Nissan Gets Through First Step of U.S. Loan Process
No other Japanese OEMs have indicated an interest in tapping into the $25 billion in DOE loans earmarked for retooling plants to build fuel-efficient vehicles.
Nissan Motor Co. Ltd. has made it through the first step of a process to tap into the $25 billion in loans offered by the U.S. Department of Energy to build fuel-efficient vehicles, a spokesman says.
“We applied just before Christmas,” Nissan North America Inc. spokesman Fred Standish tells Ward’s. “We have received word that our application qualifies us to apply. In other words, we meet all the various tests. And hopefully we will get some of these loans.”
DOE spokeswoman Stephanie Mueller says the agency is reviewing proposals for funding by auto makers, thus far having received 75 applications for $38 billion in projects.
Twenty-six of those applications are moving to the next round of review, and applicants that failed the first round have the ability to re-apply before a March 31 deadline, she says.
General Motors Corp. was one of the auto makers whose initial application was returned for being incomplete, Ward’s earlier reported.
The DOE doesn’t plan to reveal loan recipients, with Mueller saying it is up to each company whether to disclose it has secured the federal financing.
CEO Carlos Ghosn raised eyebrows during last November’s Los Angeles auto show by indicating Nissan would like to take advantage of the loans, available to any manufacturer building vehicles in the U.S. Those auto makers with at least a 20-year history of U.S. manufacturing will be given preference by the DOE in determining which companies get the low-interest loans.
Nissan has assembly plants in Smyrna, TN, opened in 1983, and Canton, MS, in operation since 2003. So far, Nissan has requested loans related to Smyrna only, Standish says.
Fellow Japanese auto makers Toyota Motor Corp. and Honda Motor Co. Ltd., both with U.S. plants more than 20 years old, say they won’t seek DOE funding.
Mitsubishi Motors Corp., which began building cars at its Normal, IL, plant in 1988, has not applied for the loans, says spokesman Dan Irvin.
Mueller says the loans are not a reimbursement program, meaning an auto maker doesn’t have to complete the investment on its own before receiving DOE funding. GM, for example, could use the loans immediately for its Chevrolet Volt extended-range electric-vehicle program by restarting a now-delayed project to tool up for Volt gasoline-engine production in Flint, MI.
Payments on the loans can be stretched out over the life of the vehicle program, Mueller says.
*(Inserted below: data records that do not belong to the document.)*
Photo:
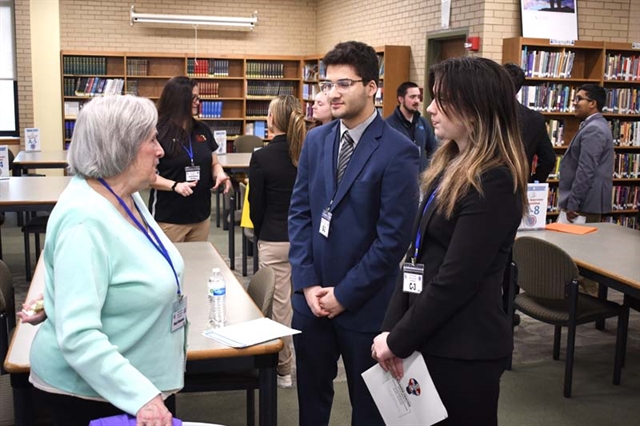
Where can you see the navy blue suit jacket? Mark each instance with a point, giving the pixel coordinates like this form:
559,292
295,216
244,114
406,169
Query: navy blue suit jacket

For example, manufacturers would have 10 years to repay the government, if the vehicle funded with the federal loans had a 10-year lifecycle in the market.
The possibility of a Japanese auto maker accessing the DOE loans, especially when U.S.-based GM and Chrysler LLC are fighting for survival, means there’s “definitely going to be some political uneasiness about this,” says independent auto analyst Erich Merkle. “This is the problem with government funding. How do you referee that?”
Another analyst says Nissan may experience a backlash for tapping the DOE loans but says the auto maker easily should be able to prove how the money will be spent in the U.S.